The Fifth Sunday after Epiphany, Year A, St. Peter’s Church, Columbia

My speech and my proclamation were not with plausible words of wisdom, but with a demonstration of the Spirit and of power, so that your faith might rest not on human wisdom but on the power of God (1 Cor. 2:4-5).

“Speech;” “proclamation;” “wisdom;” “power;” “faith”: St. Paul’s words pack a punch this morning. He’s writing because he’s heard that there are divisions in the little church in Corinth, and that members are choosing up sides. There’s nothing like a church fight, is there? Some people identify with Paul, others with Peter, still others with Apollos. Some people claim just to be following Christ: a familiar ploy in a church fight.

St. Paul writes to remind these fractious folks of the message: that is, the one he preached when he was with them. It’s the message of the cross: “we proclaim Christ crucified, a stumbling-block to Jews and foolishness to Gentiles, but to those who are the called, both Jews and Greeks, Christ the power of God and the wisdom of God” (1 Cor. 1:23-24). Paul tells them that he did not preach with “eloquent wisdom” (1 Cor. 1:17), because relying on merely human wisdom, on human cleverness in speech, would deprive the cross of its power.

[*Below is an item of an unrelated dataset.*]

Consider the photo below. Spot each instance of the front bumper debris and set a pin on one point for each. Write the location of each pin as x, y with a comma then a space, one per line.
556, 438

We know that when Paul preached in Athens, the people who heard him called him a “babbler” (Acts 17:18), or spermalogos, a bit of Athenian slang for an idle person who lives off the land, picking up trash and what not in the market place. The word was applied by the Greeks to philosophers who picked up little seeds of knowledge here and there, idle folk who had nothing better to do with their time than engage in intellectual sophistry. Not too flattering for a philosopher, or for a preacher either.

St. Paul roots his own ministry, however, not in sophistry, not in idle chatter or intellectual gamesmanship, but on the power of God, as he says in our reading today. “My speech and my proclamation were not with plausible words of wisdom” (1 Cor. 2:4). Human wisdom is not the ground of the Gospel, nor the medium for the message. Paul as a preacher is not dabbling in lofty concepts but going right to the heart of the matter, to Christ crucified, “the power of God and the wisdom of God” (1 Cor. 1:24), as he says earlier. Preaching Christ crucified may seem like simple foolishness, maybe even at times like babbling, but that’s Paul’s ministry.

Why the cross of Christ? Simple: God reveals his power in weakness, the kind of weakness revealed at the crucifixion. St. Paul’s own ministry is an illustration of the way God works through weakness: challenged by enemies, buffeted by adversity, and seemingly unsuccessful in worldly terms, he continues to move forward (1 Cor. 4). Paul’s ministry keeps close to Jesus’ own example, proclaiming the message of the Gospel not only in his words but in the pattern of his life, where strength is revealed in weakness (2 Cor. 12:9).

For St. Paul, the life of the church itself, and not simply his own ministry, is an illustration of the cross. He reminds the little church in Corinth of some home truths: “Consider your own call, brothers and sisters: not many of you were wise by human standards, not many were powerful, not many were of noble birth. But God chose what is foolish in the world to shame the wise; God chose what is weak in the world to shame the strong” (1 Cor. 1:26-27). Christians in Corinth have no ground for boasting, about who taught them the Gospel, about who called them to the work or who they’re affiliated with, because the power is God’s.

That’s where we begin this morning, here at St. Peter’s Church. Members of the church are being confirmed, received, and re-affirmed, but it’s not about them, or even about us. God is the One who’s at work here; he’s the One who’s brought us here and who’s giving us the grace to follow through. It’s not that we are so wise or so great, but that God is so powerful and good. As Paul says later, “My grace is sufficient for you, for my strength is made perfect in weakness” (2 Cor. 12:9).

This is the great contrast that St. Paul poses in our reading today: between human wisdom and the power of God. Our faith cannot rest on the first but only on the second. In Jesus Christ, God has shown his power, turning death into the way of life. Crucifixion leads to new life and resurrection. The preaching of the cross, for St. Paul, is an invitation to faith, to believe in the God who raised Jesus Christ from the dead. Faith is not something that begins with us, but with the action of God. It rests “not on human wisdom but on the power of God” (1 Cor. 2:5).